I think anyone who blindly dismisses the possibility of Lance being a doper is far to caught up in nationalistic pride. Any top athlete could be a doper, not just lance, the motive is there, and so are the methods. But I'm all cynical like that.


----------



## Dwayne Barry (Feb 16, 2003)

giovanni sartori said:


> When the French start testing samples that include a former French winner like Fignon or Hinault then I might take them seriously.


They wanted to go back and test samples at a point when riders were still "safe" to use EPO. I believe the test came on board in the Olympics in 2000, consequently '99 makes sense, plus who knows when they started saving the B samples, '99 may be all they had. Interesting to see who else shows up positive; Zuelle, Cipollini, Virenque?

Well you're safe in your beliefs since EPO did not exist when Hinault was racing and probably not when Fignon was around either, it was the mid 90's by the time it made it into the peloton according to most things you read (with Gewiss getting the jump on most other teams). Given that relatively few tests are carried out, and that stage winners or leaders in the various categories are regularly tested the only probable frenchmen would be Virenque. So if Virenque is positive will you take them seriously?


----------



## rocco (Apr 30, 2005)

Dwayne Barry said:


> This will be interesting when all the facts come out. Cycling4all.com's report makes it sound like the lab was blinded to the samples and found 12 positives from the '99 tour using the new techniques not available at the time. Turns out 6 of those were from Armstrong, the other rider(s) have yet to be identified. I guess we don't know how many samples they had available, but if the test is reliable I'm surprised they didn't find way more than 12 positives test in '99. Even more interesting would be if they have samples from '98 or earlier.


Where there new techniques used to enhance the test's ability to detect usage or where they trying to refine their methods to reduce or eliminate false positives? Cyclingnews says, "the collaboration between the French Ministry of Sports and WADA was aimed at validating the EPO testing method, which has recently come under fire for false positives".


----------



## Dwayne Barry (Feb 16, 2003)

rocco said:


> Where there new techniques used to enhance the test's ability to detect usage or where they trying to refine their methods to reduce or eliminate false positives? Cyclingnews says, "the collaboration between the French Ministry of Sports and WADA was aimed at validating the EPO testing method, which has recently come under fire for false positives".
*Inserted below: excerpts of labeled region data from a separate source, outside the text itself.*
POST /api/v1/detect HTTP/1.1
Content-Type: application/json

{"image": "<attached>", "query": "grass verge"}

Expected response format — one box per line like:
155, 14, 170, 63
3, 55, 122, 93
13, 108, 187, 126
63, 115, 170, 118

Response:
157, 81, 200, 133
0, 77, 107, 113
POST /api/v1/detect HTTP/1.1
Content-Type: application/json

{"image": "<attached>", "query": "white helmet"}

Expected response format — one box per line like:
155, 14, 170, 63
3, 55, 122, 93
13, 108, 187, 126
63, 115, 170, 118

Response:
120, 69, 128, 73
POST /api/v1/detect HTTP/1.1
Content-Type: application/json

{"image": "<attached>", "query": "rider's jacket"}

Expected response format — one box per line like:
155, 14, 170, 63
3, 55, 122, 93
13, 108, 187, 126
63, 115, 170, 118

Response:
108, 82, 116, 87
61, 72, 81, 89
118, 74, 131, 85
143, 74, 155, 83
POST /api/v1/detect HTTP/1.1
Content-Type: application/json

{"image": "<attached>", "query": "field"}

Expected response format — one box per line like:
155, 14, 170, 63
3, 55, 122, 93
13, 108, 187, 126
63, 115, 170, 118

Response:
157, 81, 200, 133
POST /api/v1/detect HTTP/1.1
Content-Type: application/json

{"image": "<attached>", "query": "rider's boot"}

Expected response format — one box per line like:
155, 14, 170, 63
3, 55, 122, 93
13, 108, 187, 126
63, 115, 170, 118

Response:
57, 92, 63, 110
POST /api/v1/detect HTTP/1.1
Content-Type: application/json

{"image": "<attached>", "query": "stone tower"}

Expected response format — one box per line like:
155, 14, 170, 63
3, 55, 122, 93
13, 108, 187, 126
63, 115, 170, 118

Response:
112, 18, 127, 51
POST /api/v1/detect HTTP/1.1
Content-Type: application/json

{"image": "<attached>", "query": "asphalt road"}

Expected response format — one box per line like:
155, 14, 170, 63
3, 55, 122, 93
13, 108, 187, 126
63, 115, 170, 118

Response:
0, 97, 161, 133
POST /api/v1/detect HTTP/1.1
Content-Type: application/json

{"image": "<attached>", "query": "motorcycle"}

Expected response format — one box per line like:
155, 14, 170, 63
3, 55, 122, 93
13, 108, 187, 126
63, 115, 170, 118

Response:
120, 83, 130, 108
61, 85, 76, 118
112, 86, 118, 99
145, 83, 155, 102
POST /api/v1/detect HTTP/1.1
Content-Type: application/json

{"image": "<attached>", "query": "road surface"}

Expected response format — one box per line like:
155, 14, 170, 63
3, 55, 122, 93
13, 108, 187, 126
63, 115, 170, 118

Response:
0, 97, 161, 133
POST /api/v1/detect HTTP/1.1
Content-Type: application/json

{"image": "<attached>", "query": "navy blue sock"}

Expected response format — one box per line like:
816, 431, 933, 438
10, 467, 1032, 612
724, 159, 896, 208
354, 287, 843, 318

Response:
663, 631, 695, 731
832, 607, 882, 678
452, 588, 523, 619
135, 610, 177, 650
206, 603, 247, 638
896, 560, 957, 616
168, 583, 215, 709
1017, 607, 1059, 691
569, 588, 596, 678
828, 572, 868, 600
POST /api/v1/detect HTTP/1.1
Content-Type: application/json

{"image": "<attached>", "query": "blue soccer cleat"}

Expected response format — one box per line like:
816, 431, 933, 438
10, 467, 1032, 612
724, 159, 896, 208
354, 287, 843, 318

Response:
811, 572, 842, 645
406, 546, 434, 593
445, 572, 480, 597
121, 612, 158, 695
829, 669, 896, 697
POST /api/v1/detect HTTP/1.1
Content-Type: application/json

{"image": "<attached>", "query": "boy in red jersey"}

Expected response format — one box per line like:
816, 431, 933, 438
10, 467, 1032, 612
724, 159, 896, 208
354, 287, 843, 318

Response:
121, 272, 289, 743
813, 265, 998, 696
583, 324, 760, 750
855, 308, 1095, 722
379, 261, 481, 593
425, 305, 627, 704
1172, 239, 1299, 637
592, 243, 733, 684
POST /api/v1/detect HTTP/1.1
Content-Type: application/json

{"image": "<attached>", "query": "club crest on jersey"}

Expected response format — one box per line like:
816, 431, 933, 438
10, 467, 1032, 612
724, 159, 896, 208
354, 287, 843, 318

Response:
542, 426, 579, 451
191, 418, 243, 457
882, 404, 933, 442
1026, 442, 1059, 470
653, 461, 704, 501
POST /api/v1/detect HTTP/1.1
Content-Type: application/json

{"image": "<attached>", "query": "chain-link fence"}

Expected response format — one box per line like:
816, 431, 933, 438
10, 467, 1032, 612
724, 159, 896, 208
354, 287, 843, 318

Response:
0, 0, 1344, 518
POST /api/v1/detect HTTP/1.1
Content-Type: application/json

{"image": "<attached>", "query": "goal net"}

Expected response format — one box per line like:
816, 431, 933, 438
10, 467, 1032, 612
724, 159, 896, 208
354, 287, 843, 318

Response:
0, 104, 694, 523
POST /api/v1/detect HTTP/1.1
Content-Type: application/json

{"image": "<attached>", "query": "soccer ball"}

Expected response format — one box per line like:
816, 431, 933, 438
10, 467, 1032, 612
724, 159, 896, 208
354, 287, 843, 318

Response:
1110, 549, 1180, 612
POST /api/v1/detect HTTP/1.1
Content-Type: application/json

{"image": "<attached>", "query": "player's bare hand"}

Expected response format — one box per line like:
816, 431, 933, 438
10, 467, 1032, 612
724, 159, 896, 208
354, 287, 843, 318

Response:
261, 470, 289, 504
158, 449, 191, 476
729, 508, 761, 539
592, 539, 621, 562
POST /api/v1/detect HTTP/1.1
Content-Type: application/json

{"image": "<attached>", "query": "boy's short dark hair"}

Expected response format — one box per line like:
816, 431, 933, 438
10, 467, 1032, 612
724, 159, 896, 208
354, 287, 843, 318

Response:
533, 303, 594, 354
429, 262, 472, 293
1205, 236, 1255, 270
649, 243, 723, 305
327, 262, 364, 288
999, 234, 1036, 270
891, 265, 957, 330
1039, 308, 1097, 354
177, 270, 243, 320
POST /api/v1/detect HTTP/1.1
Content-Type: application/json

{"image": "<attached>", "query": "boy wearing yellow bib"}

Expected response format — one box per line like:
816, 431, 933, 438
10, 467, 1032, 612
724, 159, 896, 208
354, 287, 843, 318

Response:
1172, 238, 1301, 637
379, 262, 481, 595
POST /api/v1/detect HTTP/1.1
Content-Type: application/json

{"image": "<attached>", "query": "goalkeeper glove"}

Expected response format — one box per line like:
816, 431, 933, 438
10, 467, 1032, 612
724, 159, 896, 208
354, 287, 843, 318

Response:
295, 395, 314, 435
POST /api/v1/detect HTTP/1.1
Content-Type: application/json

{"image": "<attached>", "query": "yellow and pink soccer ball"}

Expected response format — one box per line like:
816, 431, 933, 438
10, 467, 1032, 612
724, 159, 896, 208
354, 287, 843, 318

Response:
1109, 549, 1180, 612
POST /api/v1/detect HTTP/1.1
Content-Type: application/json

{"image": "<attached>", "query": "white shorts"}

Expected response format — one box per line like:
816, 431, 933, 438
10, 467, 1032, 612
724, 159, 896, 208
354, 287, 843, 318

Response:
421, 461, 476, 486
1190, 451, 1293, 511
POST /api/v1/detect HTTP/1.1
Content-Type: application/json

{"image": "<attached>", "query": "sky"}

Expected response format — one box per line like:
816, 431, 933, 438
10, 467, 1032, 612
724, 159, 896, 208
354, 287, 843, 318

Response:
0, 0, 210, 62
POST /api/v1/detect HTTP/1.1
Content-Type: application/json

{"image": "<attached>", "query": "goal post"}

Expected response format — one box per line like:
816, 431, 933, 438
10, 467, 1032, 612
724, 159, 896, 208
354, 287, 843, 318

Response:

I just don't get it, how can you evaluate a test's reliability if you don't know the status of the samples? Isn't reliability established by comparing what the test says to what is known? How could they possibly know which '99 samples should be positive and which should be negative to determine if the test is reliable?


----------



## bigbill (Feb 15, 2005)

Dwayne Barry said:


> They wanted to go back and test samples at a point when riders were still "safe" to use EPO. I believe the test came on board in the Olympics in 2000, consequently '99 makes sense, plus who knows when they started saving the B samples, '99 may be all they had. Interesting to see who else shows up positive; Zuelle, Cipollini, Virenque?
> 
> Well you're safe in your beliefs since EPO did not exist when Hinault was racing and probably not when Fignon was around either, it was the mid 90's by the time it made it into the peloton according to most things you read (with Gewiss getting the jump on most other teams). Given that relatively few tests are carried out, and that stage winners or leaders in the various categories are regularly tested the only probable frenchmen would be Virenque. So if Virenque is positive will you take them seriously?


I always wondered about Riis and his tour victory in 96. Although he had won a stage before and was a top ten rider, he kind of came out of nowhere to win in 96. He was riding for telecom then, but had spent a few years with the Gewiss team before that. It would be interesting if it was possible to go back to 96. Riis was always an intelligent rider and is now one of the best DS, it just makes me wonder about what he brought from Gewiss.


----------



## MikeBiker (Mar 9, 2003)

Dwayne Barry said:


> I just don't get it, how can you evaluate a test's reliability if you don't know the status of the samples? Isn't reliability established by comparing what the test says to what is known? How could they possibly know which '99 samples should be positive and which should be negative to determine if the test is reliable?


 That is what has been puzzling me since I read the original article.


----------



## Dwayne Barry (Feb 16, 2003)

They probably didn't call him Mr. 60% for nothing 

Personally I doubt any cyclist winning in the mid to late '90s was doing it clean, if they were they were almost certainly the exception rather than the rule. I mean there was a culture of endemic doping and finally a really effective drug came along that offered large increases in performance.


----------



## chrisbaby (Feb 20, 2004)

*A Witch-hunt*

I think this sums up nicely what is going on...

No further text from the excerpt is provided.